From a Chinese medical perspective, channels of energy, called meridians, run through the body and over its surface. Obstructed movement in a meridian causes energy to build up in some areas of the body while depriving other areas.

Placing needles on certain sites unblocks these so-called obstructions, says Sandra Tallarico. “Modern scientific theory supposes that needles stimulate the nervous system to release chemicals in the muscles, spinal cord and brain, promoting the body to heal itself.”

Acupuncture Alone

There are some things acupuncture can’t do. It isn’t going to fix a structural abnormality – but it has been successful with many other causes – for both male factor and female factor infertility.

Acupuncture, as a part of traditional Chinese medicine, sees the person as an integral Mind/body organism, not treat a carrier of symptoms/diseases. Roger C. Hirsh, OMD, L.Ac., Doctor of Oriental Medicine in Beverly Hills explains that the goal “is to stimulate the body’s natural healing potential by treating root causes rather than just symptoms.

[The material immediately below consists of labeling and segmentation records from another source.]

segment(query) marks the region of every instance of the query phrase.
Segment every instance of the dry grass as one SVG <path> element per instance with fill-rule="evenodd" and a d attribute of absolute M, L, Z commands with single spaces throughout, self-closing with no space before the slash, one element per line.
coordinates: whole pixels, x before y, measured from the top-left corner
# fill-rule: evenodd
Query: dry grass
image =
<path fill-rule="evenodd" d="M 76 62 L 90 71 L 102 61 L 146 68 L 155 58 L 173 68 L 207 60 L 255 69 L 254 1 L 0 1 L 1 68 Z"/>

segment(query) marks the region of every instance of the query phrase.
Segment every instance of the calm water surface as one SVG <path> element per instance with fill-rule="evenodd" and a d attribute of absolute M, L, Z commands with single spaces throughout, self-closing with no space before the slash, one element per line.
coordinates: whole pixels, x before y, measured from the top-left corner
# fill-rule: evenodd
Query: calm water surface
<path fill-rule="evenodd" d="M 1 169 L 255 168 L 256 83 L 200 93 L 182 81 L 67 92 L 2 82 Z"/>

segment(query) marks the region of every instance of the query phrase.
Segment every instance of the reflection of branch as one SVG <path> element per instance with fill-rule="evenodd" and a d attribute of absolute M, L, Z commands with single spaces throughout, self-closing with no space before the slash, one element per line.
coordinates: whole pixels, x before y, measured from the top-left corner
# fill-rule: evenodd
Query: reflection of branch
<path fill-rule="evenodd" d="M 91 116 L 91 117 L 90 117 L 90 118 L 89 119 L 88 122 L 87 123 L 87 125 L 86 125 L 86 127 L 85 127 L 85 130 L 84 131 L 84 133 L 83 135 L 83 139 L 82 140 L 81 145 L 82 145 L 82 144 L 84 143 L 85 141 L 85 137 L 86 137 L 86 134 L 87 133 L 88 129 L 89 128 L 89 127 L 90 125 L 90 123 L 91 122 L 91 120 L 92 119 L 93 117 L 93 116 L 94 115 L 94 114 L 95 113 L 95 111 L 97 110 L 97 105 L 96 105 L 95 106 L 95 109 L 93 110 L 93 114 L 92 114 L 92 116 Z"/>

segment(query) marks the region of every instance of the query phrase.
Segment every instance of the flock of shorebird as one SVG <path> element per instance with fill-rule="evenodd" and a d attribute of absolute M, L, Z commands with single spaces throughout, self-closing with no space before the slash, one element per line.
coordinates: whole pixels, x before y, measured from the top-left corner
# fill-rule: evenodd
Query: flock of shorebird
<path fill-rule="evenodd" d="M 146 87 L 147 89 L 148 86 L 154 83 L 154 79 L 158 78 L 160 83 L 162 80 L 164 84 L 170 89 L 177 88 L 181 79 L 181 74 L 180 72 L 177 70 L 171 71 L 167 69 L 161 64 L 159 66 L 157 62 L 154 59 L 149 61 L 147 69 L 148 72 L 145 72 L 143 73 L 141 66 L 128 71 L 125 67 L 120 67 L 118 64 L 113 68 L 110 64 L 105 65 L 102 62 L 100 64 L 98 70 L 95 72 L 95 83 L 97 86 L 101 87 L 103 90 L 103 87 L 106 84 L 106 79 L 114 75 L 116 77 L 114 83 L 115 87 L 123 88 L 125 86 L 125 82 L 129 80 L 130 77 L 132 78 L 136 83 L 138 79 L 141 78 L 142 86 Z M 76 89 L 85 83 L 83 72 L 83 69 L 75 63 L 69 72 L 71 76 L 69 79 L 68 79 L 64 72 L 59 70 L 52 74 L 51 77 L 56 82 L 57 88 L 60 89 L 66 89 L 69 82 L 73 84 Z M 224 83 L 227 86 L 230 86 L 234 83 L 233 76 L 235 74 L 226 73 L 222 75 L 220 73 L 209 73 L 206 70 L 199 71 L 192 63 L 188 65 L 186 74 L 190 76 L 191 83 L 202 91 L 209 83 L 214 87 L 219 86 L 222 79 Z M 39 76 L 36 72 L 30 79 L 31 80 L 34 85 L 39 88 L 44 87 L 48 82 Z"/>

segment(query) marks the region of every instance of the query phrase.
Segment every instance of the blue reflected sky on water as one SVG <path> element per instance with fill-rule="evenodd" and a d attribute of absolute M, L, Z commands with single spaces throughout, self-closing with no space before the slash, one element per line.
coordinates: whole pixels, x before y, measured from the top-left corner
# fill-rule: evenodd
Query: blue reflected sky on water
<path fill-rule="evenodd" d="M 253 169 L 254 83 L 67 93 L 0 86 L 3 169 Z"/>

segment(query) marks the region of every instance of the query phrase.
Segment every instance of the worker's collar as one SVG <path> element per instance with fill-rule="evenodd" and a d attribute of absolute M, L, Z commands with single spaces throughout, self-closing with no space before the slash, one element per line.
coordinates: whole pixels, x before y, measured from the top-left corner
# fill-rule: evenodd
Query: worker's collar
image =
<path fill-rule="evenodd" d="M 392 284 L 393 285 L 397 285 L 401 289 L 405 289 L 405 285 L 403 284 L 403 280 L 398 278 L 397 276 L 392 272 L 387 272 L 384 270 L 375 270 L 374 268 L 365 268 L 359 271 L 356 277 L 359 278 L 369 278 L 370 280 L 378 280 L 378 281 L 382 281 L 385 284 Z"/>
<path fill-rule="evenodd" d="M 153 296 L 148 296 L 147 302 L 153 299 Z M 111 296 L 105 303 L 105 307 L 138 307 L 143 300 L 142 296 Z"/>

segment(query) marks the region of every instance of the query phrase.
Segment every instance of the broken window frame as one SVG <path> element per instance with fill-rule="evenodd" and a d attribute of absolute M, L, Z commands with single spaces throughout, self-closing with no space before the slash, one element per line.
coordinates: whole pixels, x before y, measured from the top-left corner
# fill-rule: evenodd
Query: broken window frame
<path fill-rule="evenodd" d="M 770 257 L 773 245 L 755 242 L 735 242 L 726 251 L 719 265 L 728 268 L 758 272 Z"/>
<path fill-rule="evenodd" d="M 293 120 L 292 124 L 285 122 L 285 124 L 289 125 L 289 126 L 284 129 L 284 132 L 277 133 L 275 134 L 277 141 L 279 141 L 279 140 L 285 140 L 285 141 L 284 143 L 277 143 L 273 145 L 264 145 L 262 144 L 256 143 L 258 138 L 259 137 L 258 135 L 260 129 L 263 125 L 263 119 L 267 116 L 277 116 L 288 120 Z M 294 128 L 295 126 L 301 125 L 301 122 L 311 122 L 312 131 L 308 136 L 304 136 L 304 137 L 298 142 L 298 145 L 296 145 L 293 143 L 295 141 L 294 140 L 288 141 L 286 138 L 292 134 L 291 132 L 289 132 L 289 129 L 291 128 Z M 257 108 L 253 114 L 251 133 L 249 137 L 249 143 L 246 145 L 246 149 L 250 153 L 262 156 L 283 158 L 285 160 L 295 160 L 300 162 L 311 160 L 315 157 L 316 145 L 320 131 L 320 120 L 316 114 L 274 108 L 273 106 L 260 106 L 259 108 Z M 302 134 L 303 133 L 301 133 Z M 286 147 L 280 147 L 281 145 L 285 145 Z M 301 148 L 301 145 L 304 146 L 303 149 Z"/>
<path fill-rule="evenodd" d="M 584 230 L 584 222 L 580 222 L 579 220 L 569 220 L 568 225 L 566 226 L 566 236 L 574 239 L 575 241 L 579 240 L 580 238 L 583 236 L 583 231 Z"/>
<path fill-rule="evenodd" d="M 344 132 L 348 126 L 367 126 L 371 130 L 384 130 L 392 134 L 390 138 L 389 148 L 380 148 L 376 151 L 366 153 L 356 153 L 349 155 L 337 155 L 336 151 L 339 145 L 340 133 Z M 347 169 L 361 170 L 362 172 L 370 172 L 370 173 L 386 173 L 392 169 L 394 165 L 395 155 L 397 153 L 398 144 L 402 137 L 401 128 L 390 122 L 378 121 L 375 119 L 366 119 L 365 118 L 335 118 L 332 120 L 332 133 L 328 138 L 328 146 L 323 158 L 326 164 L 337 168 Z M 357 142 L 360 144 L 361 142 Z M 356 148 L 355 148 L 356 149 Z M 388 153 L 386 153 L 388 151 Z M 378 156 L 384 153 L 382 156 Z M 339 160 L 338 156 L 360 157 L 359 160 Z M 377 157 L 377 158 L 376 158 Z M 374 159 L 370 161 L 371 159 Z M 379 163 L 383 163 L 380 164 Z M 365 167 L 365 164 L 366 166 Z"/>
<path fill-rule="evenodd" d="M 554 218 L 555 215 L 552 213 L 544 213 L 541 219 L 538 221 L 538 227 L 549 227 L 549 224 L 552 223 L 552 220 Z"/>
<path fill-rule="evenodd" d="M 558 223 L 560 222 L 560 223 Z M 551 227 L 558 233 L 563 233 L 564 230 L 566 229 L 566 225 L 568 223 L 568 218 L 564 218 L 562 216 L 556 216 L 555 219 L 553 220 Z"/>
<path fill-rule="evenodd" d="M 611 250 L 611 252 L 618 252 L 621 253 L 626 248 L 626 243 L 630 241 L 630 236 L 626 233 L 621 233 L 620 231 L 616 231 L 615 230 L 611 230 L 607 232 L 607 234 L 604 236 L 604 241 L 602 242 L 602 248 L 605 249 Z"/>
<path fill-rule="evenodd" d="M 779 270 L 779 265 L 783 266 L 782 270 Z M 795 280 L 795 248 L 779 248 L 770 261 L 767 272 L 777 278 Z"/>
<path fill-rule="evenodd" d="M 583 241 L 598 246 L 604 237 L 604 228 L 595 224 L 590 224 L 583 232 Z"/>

When combining acupuncture and infertility, it minimizes undesired side effects and accumulated toxicity from invasive procedures and drug therapies, known and unknown.”

“It can allow you to cross the line from infertile to fertile by helping your body function more efficiently, which in turn allows other, more modern reproductive treatments, like IVF, to also work more efficiently,” says James Dillard, MD, assistant clinical professor, Columbia University College of Physicians and Surgeons, and clinical adviser to Columbia’s Rosenthal Center for Complementary and Alternative Medicine.

When doing acupuncture with IVF, it is recommended to have eight acupuncture treatments 2-3 times per week to bring increased blood flow to the uterus. The timing of these treatments is important.

They should start at the beginning of the fertility cycle (usually with the start of lupron) and continue until the embryo transfer date or until the endometrial thickness is 12-14mm.

After the acupuncture embryo transfer, acupuncture can be continued once per week for the first trimester to help prevent miscarriage by strengthening the Kidney Chi (adrenal function and vital essence), according to Marjorie Singler, L.Ac., M.A. of the Center for Chinese and Wholistic Medicine.

Find a Specialist

Dr. Mike Berkley of The Berkley Center for Reproductive Wellness recommends asking the following questions:

• How long have they been in practice?
• Are they licensed and Board certified in acupuncture and herbal medicine?
• What kind, and how much continuing education have they had on the topic of infertility?
• Have they written on the subject?
• Do they have a good relationship with one or more reproductive endocrinologists?
• Can they give you a reproductive endocrinologist as a personal reference?
• Are they available to treat you on the weekends if your IVF embryo-transfer occurs on a weekend? If not, can they guarantee coverage?